La Basílica paleocristiana, el corazón de piedra
La Basílica de Siponto es uno de los lugares paleocristianos más importantes de la costa adriática. Construida en el siglo V, cuando Siponto era todavía un puerto importante en la ruta hacia el Levante, la iglesia fue parcialmente excavada en la roca. Durante catorce siglos, la gente ha rezado aquí dentro.
La instalación de Edoardo Tresoldi — la memoria hecha de malla
En 2017, el artista Edoardo Tresoldi creó una instalación imposible: una catedral de malla metálica que reconstruye, en el espacio, el volumen de la iglesia original. De cerca, la malla metálica es casi invisible. De lejos, es sólida y majestuosa. De noche, iluminada, la catedral fantasma se recorta en el cielo como un sueño de piedra.
El mejor momento para visitar Siponto
Si podéis, visitad Siponto al atardecer o en la hora azul. En Casa e Bottega recomendamos ir al menos dos veces: una de día y una de noche.

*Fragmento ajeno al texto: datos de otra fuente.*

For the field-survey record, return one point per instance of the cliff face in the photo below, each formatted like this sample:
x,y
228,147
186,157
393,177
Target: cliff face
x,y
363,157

La espiritualidad sin denominación religiosa
Un arquitecto ante Tresoldi piensa en la geometría del espacio. Un fotógrafo piensa en la composición de la luz. Un creyente piensa en la memoria de los mártires. Un no creyente... simplemente está en silencio. Siponto es uno de los pocos lugares donde la sacralidad es una cualidad del espacio mismo, no una imposición de la religión.
Pequeños detalles, grandes significados
Fijáos en las rocas alrededor de la basílica, erosionadas por el tiempo y las manos de miles de visitantes. Fijáos en cómo los hilos de la malla metálica capturan el viento y lo transforman en música. Estos pequeños detalles explican por qué Siponto permanece en la mente mucho después de haberse ido.